# John Deere Seat Suspension Springs Upgrade



## FlowRider (Apr 7, 2019)

I was checking out available accessories from John Deere for my X350 on Deere's website, and I noticed that an owner can upgrade the seat by adding two additional springs for increased cushioning from taking shots to your spine from terrain and the occasional pothole or edge you don't see in your pathway. I have had one nice spinal jolt to let me know the solid axle transfers body shots right into your pelvis and back.

I still have a strong back with no injuries and I want to keep it that way.

So I special ordered a full set of springs for my seat to upgrade it.

Much more comfortable and looking forward to cutting the yard...!
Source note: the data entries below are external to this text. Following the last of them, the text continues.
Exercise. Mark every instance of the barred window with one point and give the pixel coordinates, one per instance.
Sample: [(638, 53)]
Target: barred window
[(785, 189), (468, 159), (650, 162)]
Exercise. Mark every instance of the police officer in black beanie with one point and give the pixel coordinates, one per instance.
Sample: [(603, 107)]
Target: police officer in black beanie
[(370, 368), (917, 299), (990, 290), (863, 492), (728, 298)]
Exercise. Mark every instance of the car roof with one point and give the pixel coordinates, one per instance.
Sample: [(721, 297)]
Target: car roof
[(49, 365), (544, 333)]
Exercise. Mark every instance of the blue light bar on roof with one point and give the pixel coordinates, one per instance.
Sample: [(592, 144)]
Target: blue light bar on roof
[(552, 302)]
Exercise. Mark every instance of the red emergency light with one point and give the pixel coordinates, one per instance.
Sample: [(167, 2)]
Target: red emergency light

Original factory setup with two springs:


----------



## FlowRider (Apr 7, 2019)

Upgrade parts ready to be installed:


----------



## FlowRider (Apr 7, 2019)

And finished upgrade installed. I replaced with all new springs.
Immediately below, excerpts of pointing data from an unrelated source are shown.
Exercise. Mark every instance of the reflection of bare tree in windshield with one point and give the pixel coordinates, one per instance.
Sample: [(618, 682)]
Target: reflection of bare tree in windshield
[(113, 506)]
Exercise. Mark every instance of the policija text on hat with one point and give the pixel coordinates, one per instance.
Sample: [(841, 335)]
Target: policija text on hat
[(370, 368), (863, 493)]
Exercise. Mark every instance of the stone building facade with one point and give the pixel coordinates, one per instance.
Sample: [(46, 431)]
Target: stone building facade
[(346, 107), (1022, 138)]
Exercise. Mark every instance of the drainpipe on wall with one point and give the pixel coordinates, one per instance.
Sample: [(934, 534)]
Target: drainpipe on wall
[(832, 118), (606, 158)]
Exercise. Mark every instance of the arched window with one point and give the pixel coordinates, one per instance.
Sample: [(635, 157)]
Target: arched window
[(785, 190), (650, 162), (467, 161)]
$7.50 a piece. Well worth it for that Cadillac-like lawn tractor ride.

Okay, maybe not that nice, but better than before, anyway!


----------



## FlowRider (Apr 7, 2019)

I took my lawn tractor for a ride around in my back yard before I put it away in the garage.

It is a huge improvement in how comfortable the tractor ride now feels; very pleased with this....

I had no idea how much more comfortable the ride would be from such a small change. Happy.


----------